Human Immunodeficiency Virus type-1 (HIV-1)-associated neurologic disease occurs as the initial presenting clinical manifestation of acquired immunodeficiency syndrome (AIDS) in 3–7% of infected patients, but in up to 18% of children and adolescents (Janssen, 1992; Janssen et al., 1992; Scott et al., 1989; Mintz et al., 1989a; Epstein et al., 1986). The overall prevalence of dementia in adult AIDS patients is 7.3–11.3% (Janssen, 1992), but up to 30–60% of children with AIDS manifest an analogous progressive encephalopathy (Epstein et al., 1986; Belman et al., 1988; Mintz, 1992; The European Collaborative Study, 1990). As a result of both direct and indirect effects of HIV-1 infection of the central nervous system (CNS), a distinct clinical and pathologic picture has emerged of insidious and severe neurologic deterioration, termed “AIDS Dementia Complex” (ADC) in adults, and “HIV-1-associated Progressive Encephalopathy” (PE) in children (Working Group, 1991) (see Table 1). In the severe manifestations of this pariah, there is little dispute as to the necessity of CNS HIV-1 infection for precipitating the cascade of adverse neurologic symptoms, although the pathogenic mechanisms of neurologic dysfunction and destruction— whether a result of direct cellular infection of HIV, secondarily produced and upregulated cytotoxic cytokines, or co-infection with opportunistic pathogens— remains an area of active research (Epstein and Gendelman, 1993; Fiala et al., 1993; Wiley and Nelson, 1988; Saito et al., 1994; Koenig et al., 1986; Sharer, 1992). Furthermore, the existence of systemic immune deficiency renders the CNS susceptible to opportunistic infection (OI), particularly in adult patients, adding further to morbidity and mortality (Clifford and Campbell, 1992). With the introduction of antiretroviral nucleoside analogues, there have been reports of a decreasing incidence of ADC (Portegies et al., 1989; Day et al., 1992), and amelioration—at least temporarily of PE in children (Pizzo et al., 1988; Mintz and Epstein, 1992; Brouwers et al., 1990; Mintz et al., 1990). This appends further evidence to the central precipitating role of CNS HIV-1 infection.
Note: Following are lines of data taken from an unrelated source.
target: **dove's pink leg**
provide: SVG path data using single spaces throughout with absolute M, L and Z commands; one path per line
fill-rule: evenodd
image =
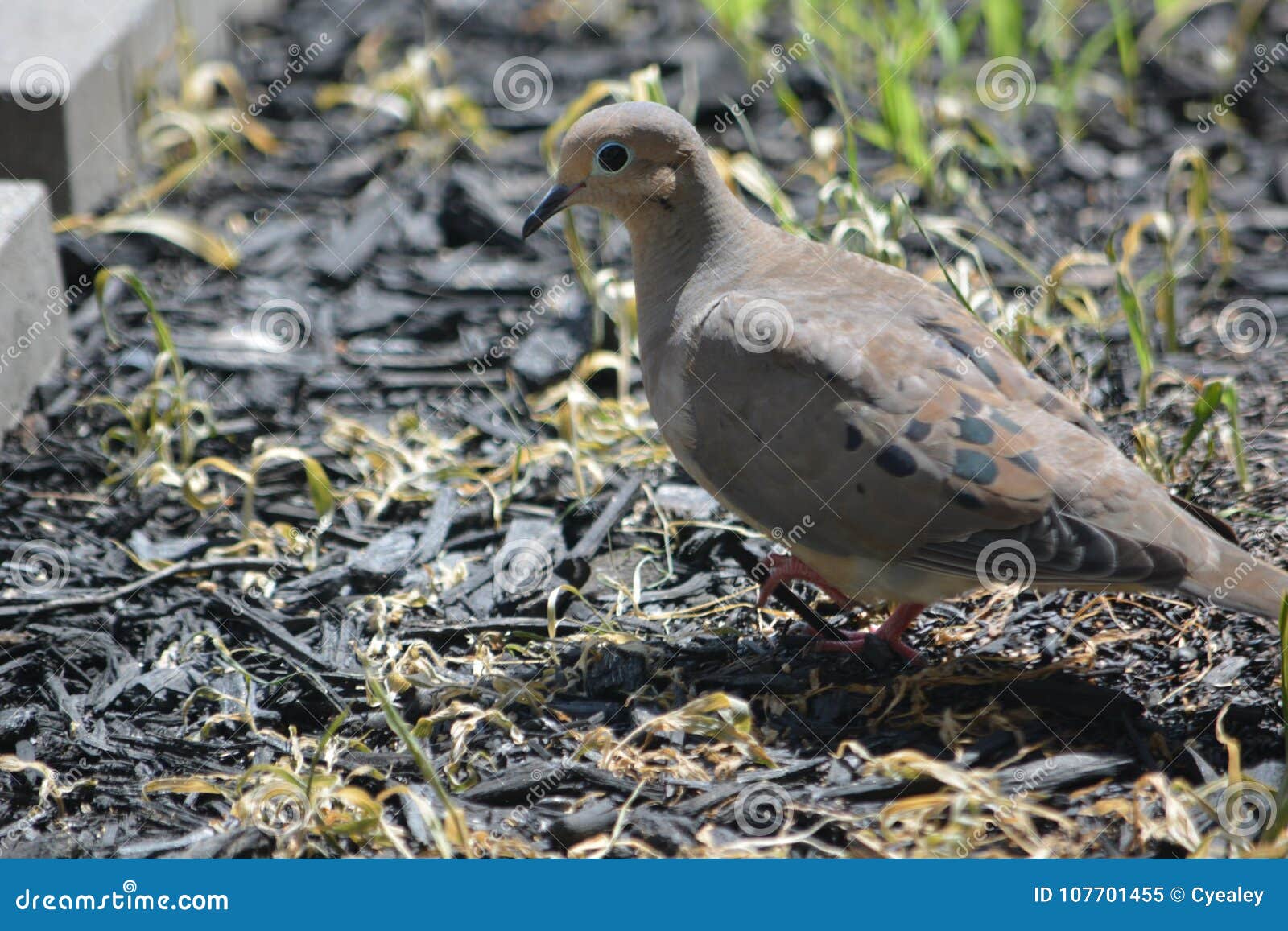
M 765 572 L 765 578 L 760 583 L 760 594 L 756 596 L 756 605 L 760 608 L 765 607 L 765 603 L 774 594 L 774 588 L 778 587 L 779 582 L 792 582 L 796 579 L 822 588 L 837 607 L 844 608 L 850 601 L 848 595 L 819 576 L 811 567 L 796 559 L 796 556 L 772 552 L 757 568 Z M 909 663 L 920 663 L 921 654 L 903 641 L 903 632 L 912 626 L 912 622 L 917 619 L 917 616 L 921 614 L 925 607 L 914 601 L 904 601 L 895 605 L 894 610 L 890 612 L 890 617 L 875 631 L 850 634 L 845 640 L 820 639 L 815 646 L 822 653 L 862 653 L 864 641 L 868 637 L 876 637 L 877 640 L 885 640 L 896 657 L 907 659 Z
M 885 619 L 885 623 L 871 634 L 851 634 L 845 640 L 819 640 L 815 646 L 820 653 L 862 653 L 867 639 L 876 637 L 877 640 L 885 640 L 896 657 L 902 657 L 909 663 L 920 663 L 921 654 L 903 641 L 903 632 L 912 626 L 912 622 L 917 619 L 917 616 L 921 614 L 925 607 L 916 601 L 904 601 L 895 605 L 894 610 L 890 612 L 890 617 Z
M 841 594 L 832 583 L 819 576 L 813 568 L 796 559 L 796 556 L 770 552 L 756 569 L 757 576 L 760 570 L 765 573 L 764 579 L 760 582 L 760 594 L 756 596 L 757 608 L 765 607 L 765 603 L 769 601 L 769 596 L 774 594 L 774 588 L 778 587 L 779 582 L 793 582 L 796 579 L 822 588 L 838 608 L 844 608 L 850 600 L 848 595 Z

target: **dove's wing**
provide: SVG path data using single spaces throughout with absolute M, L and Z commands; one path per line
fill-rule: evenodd
M 681 458 L 810 550 L 976 577 L 1005 541 L 1036 583 L 1184 578 L 1164 489 L 938 290 L 900 297 L 836 306 L 824 279 L 694 314 Z

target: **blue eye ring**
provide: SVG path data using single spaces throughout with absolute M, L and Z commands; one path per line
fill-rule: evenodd
M 626 146 L 609 139 L 595 151 L 595 174 L 616 175 L 632 161 L 635 156 Z

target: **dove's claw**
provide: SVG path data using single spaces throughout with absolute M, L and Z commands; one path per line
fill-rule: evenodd
M 781 552 L 770 552 L 765 556 L 752 573 L 752 578 L 760 579 L 760 594 L 756 596 L 757 608 L 765 607 L 769 596 L 774 594 L 774 588 L 779 585 L 786 585 L 796 579 L 809 582 L 814 587 L 820 588 L 837 607 L 844 607 L 850 600 L 819 576 L 818 572 L 796 559 L 796 556 Z
M 850 634 L 845 640 L 820 639 L 814 643 L 814 648 L 819 653 L 854 653 L 862 655 L 868 637 L 873 637 L 881 640 L 896 657 L 905 662 L 913 666 L 925 666 L 921 654 L 903 641 L 903 632 L 917 619 L 917 616 L 921 614 L 925 607 L 923 604 L 905 601 L 904 604 L 895 605 L 895 609 L 890 612 L 890 617 L 875 631 Z

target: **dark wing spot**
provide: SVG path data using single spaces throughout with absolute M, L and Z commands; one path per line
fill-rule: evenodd
M 1018 465 L 1024 471 L 1033 473 L 1034 475 L 1038 474 L 1038 467 L 1041 464 L 1038 462 L 1038 457 L 1034 456 L 1033 453 L 1018 452 L 1014 456 L 1007 456 L 1007 458 L 1011 460 L 1011 462 Z
M 953 460 L 953 475 L 965 482 L 987 485 L 997 478 L 997 462 L 979 449 L 958 449 Z
M 979 417 L 953 417 L 958 426 L 958 437 L 966 443 L 988 446 L 993 442 L 993 428 Z
M 993 411 L 993 413 L 989 415 L 989 420 L 992 420 L 994 424 L 997 424 L 999 428 L 1002 428 L 1007 433 L 1019 433 L 1020 431 L 1020 425 L 1016 424 L 1010 417 L 1007 417 L 1005 413 L 1001 413 L 999 411 Z
M 913 443 L 925 439 L 930 435 L 930 424 L 923 420 L 917 420 L 913 417 L 903 428 L 903 435 L 911 439 Z
M 877 453 L 877 466 L 896 479 L 908 478 L 917 471 L 917 461 L 907 449 L 898 446 L 884 446 Z

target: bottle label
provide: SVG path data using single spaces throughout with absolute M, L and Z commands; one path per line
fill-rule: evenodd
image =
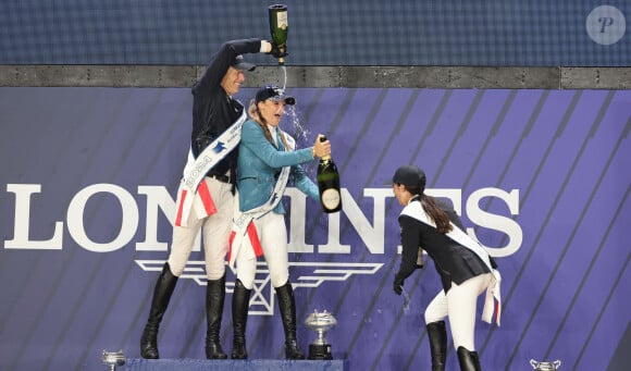
M 276 13 L 276 27 L 281 29 L 287 29 L 287 12 L 279 12 Z
M 339 206 L 339 191 L 335 188 L 324 190 L 321 198 L 322 205 L 329 210 L 333 210 Z

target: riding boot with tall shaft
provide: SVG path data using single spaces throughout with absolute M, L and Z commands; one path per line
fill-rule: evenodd
M 227 358 L 219 341 L 224 299 L 225 273 L 220 280 L 208 280 L 206 286 L 206 319 L 208 323 L 206 331 L 206 358 L 208 359 Z
M 177 277 L 171 273 L 171 267 L 169 267 L 168 262 L 164 263 L 162 273 L 160 273 L 158 282 L 156 282 L 149 319 L 140 337 L 140 356 L 143 358 L 160 358 L 160 354 L 158 353 L 158 329 L 160 327 L 160 322 L 162 321 L 162 317 L 164 317 L 166 307 L 169 307 L 169 300 L 171 300 L 171 295 L 175 289 Z
M 287 281 L 283 286 L 276 287 L 276 296 L 285 331 L 285 357 L 287 359 L 305 359 L 305 354 L 298 346 L 296 338 L 296 300 L 292 283 Z
M 237 279 L 232 295 L 232 323 L 233 323 L 233 348 L 232 359 L 247 359 L 248 350 L 246 348 L 246 324 L 248 321 L 248 308 L 250 306 L 251 289 Z
M 447 330 L 445 321 L 428 323 L 428 337 L 430 338 L 430 354 L 432 356 L 432 371 L 445 371 L 447 358 Z
M 459 346 L 456 351 L 458 353 L 460 371 L 481 371 L 478 351 L 469 351 L 463 346 Z

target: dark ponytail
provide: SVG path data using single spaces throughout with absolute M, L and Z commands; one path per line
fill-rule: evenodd
M 438 207 L 433 197 L 425 195 L 425 183 L 426 177 L 423 175 L 418 186 L 406 186 L 406 189 L 412 194 L 412 196 L 420 195 L 421 206 L 434 223 L 436 223 L 436 230 L 438 230 L 438 233 L 445 234 L 450 232 L 451 224 L 449 224 L 449 215 Z

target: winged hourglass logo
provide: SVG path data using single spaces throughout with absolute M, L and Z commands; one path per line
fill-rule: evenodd
M 160 272 L 164 260 L 136 260 L 145 272 Z M 193 280 L 200 286 L 206 286 L 206 270 L 203 260 L 190 260 L 184 268 L 181 280 Z M 227 265 L 227 264 L 226 264 Z M 293 283 L 294 288 L 320 286 L 326 281 L 346 281 L 354 274 L 374 274 L 383 267 L 383 263 L 349 263 L 349 262 L 289 262 L 289 269 L 300 268 L 298 275 Z M 227 265 L 234 274 L 234 270 Z M 234 292 L 234 282 L 226 282 L 225 290 L 228 294 Z M 274 314 L 274 289 L 270 281 L 268 264 L 263 261 L 257 262 L 257 274 L 252 297 L 250 300 L 249 314 L 273 316 Z

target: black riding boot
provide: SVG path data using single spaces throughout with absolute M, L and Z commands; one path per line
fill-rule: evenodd
M 463 346 L 459 346 L 457 351 L 460 371 L 481 371 L 478 351 L 469 351 Z
M 208 359 L 227 358 L 219 341 L 224 299 L 225 273 L 220 280 L 209 280 L 206 286 L 206 319 L 208 323 L 206 331 L 206 358 Z
M 233 348 L 232 359 L 247 359 L 248 349 L 246 348 L 246 324 L 248 321 L 248 308 L 250 306 L 251 289 L 237 279 L 232 295 L 232 323 L 233 323 Z
M 171 300 L 171 295 L 173 294 L 173 289 L 175 289 L 177 277 L 171 273 L 169 263 L 164 263 L 162 273 L 160 273 L 156 288 L 153 289 L 149 319 L 140 337 L 140 356 L 143 358 L 160 358 L 160 354 L 158 353 L 158 327 L 160 327 L 164 311 L 169 307 L 169 300 Z
M 294 299 L 292 283 L 287 281 L 283 286 L 276 287 L 276 296 L 279 297 L 279 308 L 281 309 L 283 329 L 285 330 L 285 358 L 305 359 L 305 354 L 298 346 L 296 338 L 296 300 Z
M 447 330 L 445 329 L 445 321 L 429 323 L 426 327 L 432 355 L 432 371 L 445 371 L 445 360 L 447 358 Z

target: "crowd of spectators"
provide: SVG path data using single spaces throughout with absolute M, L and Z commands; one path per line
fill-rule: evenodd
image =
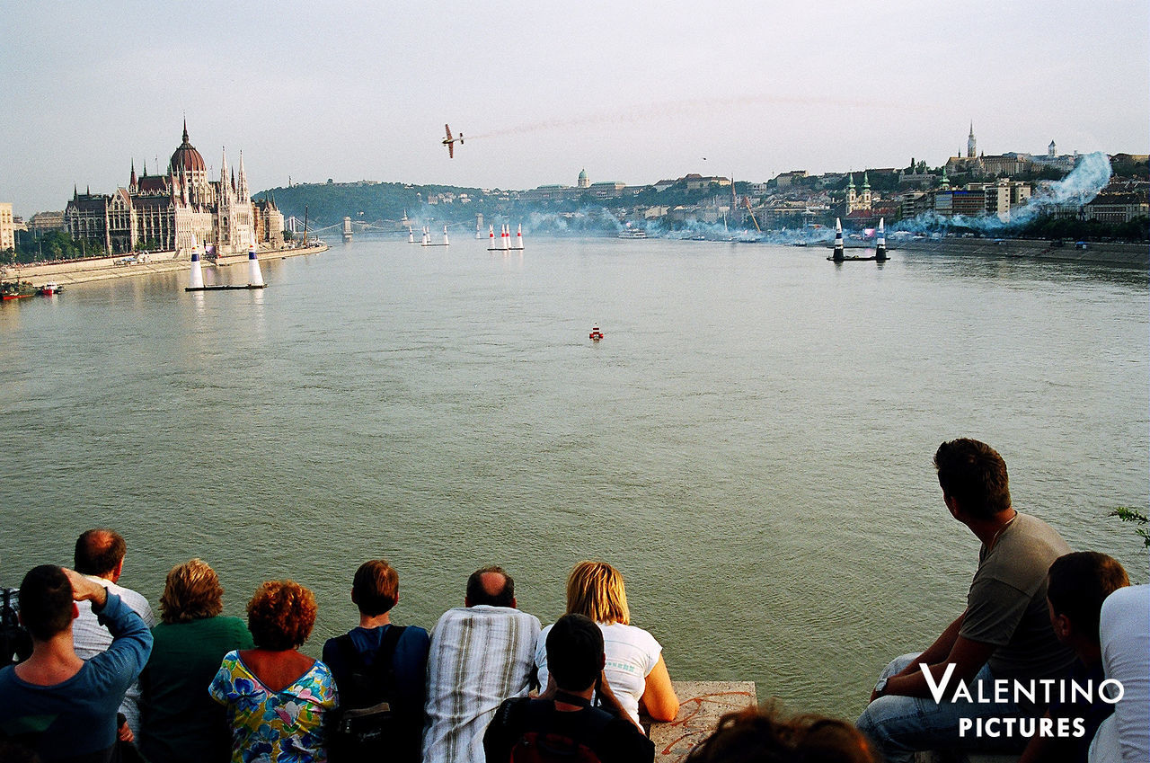
M 894 763 L 957 747 L 1023 763 L 1150 757 L 1150 587 L 1015 511 L 989 445 L 943 443 L 935 465 L 950 514 L 982 541 L 963 613 L 891 661 L 857 724 L 768 703 L 724 716 L 689 761 Z M 430 634 L 392 623 L 399 575 L 366 562 L 352 580 L 359 624 L 314 659 L 300 651 L 317 609 L 307 588 L 262 583 L 245 623 L 221 615 L 218 577 L 191 559 L 168 573 L 156 623 L 120 583 L 125 550 L 118 533 L 87 531 L 75 570 L 40 565 L 18 598 L 6 592 L 31 651 L 0 656 L 0 763 L 650 763 L 644 716 L 680 714 L 662 647 L 631 625 L 622 575 L 604 562 L 575 565 L 567 611 L 547 627 L 519 609 L 506 570 L 477 570 Z M 1003 697 L 1003 679 L 1120 684 L 1124 696 Z M 1005 719 L 1030 731 L 959 731 Z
There is much debate whether there exists any subclinical neurologic dysfunction during the asymptomatic stages of systemic infection (Janssen et al., 1989; Karlsen et al., 1993; McArthur et al., 1989a; Selnes et al., 1990). Perplexities are injected from the many environmental confounders impacting on psychometric testing (McArthur et al., 1989a; Satz et al., 1993; Wilkins et al., 1990).

Although many analogies exist between ADC and PE, there are interesting differences and distinct contrasts between the two populations. Careful study and comparisons of these divergences are important for understanding pathogenic mechanisms, and in devising CNS specific, treatment approaches.